Trio Wins Physics Nobel for Quantum Mechanics Work
By Staff, Agencies
A trio of physicists on Tuesday won the Nobel Prize for discoveries in the field of quantum mechanics that have paved the way for quantum computers, networks and secure encrypted communication.
Alain Aspect of France, John Clauser of the United States and Austria's Anton Zeilinger were honored "for experiments with entangled photons, establishing the violation of Bell inequalities and pioneering quantum information science," the Physics Prize jury said in a statement.
Each scientist "conducted groundbreaking experiments using entangled quantum states, where two particles behave like a single unit even when they are separated," the committee said, adding that the "results have cleared the way for new technology based upon quantum information."

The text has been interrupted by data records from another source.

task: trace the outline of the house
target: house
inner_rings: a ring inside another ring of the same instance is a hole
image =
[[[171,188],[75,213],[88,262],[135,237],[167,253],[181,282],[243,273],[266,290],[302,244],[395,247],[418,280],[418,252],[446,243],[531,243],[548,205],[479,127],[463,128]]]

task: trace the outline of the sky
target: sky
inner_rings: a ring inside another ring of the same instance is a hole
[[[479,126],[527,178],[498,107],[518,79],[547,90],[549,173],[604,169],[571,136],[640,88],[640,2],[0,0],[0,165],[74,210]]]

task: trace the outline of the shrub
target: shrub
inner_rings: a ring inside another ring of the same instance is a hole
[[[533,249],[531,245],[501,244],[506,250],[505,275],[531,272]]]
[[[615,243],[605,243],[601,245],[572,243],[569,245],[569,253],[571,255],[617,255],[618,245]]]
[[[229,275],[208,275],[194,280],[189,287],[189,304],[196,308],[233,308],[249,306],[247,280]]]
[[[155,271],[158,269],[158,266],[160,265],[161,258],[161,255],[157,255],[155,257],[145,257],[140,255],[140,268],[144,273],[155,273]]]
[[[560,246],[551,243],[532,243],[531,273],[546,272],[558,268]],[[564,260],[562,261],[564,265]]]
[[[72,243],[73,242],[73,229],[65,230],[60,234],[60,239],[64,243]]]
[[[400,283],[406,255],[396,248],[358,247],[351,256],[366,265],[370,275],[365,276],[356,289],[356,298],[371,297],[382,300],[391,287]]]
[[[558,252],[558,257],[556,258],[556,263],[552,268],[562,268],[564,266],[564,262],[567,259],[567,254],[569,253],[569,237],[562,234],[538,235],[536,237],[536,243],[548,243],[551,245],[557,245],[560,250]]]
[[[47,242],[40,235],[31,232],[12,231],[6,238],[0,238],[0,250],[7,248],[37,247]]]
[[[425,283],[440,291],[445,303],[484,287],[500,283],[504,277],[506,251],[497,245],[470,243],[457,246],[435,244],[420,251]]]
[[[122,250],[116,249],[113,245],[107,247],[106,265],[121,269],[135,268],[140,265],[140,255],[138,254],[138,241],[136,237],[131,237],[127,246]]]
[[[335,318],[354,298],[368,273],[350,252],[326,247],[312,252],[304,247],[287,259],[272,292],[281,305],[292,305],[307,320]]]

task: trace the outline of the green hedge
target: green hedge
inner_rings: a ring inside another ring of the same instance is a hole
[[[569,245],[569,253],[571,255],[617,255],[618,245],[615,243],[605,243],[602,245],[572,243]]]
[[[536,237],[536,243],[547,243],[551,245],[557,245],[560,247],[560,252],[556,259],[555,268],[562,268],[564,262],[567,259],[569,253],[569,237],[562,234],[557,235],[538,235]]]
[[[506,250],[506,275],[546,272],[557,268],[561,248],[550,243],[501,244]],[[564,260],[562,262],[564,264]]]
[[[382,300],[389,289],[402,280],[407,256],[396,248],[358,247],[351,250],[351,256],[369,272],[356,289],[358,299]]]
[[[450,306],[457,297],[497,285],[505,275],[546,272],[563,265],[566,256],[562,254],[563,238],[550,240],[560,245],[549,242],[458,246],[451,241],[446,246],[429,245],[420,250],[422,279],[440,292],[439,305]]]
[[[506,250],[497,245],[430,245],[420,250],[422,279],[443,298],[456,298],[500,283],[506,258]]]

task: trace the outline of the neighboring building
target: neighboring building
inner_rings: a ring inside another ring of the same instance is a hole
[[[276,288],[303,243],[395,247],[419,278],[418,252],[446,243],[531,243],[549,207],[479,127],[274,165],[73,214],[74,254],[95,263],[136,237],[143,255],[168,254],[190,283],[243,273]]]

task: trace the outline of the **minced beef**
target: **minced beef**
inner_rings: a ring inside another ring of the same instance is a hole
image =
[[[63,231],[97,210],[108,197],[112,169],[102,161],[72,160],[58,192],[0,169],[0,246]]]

"It has become increasingly clear that a new kind of quantum technology is emerging," Anders Irback, chair of the Nobel Committee for Physics, said in a statement.
Albert Einstein and two other physicists first brought up the idea of quantum entanglement in 1935, in a thought experiment that became known as the EPR paradox.
It involved two or more particles that existed in an "entangled" state, which means that what happens to one determines what happens to the other – even if they are far apart, something Einstein dismissed as "spooky action at a distance."
Clauser, a research physicist based in California, and Aspect, professor at the Universite Paris-Saclay, were singled out for their developments on the work of John Stewart Bell, who in the 1960s "developed the mathematical inequality that is named after him."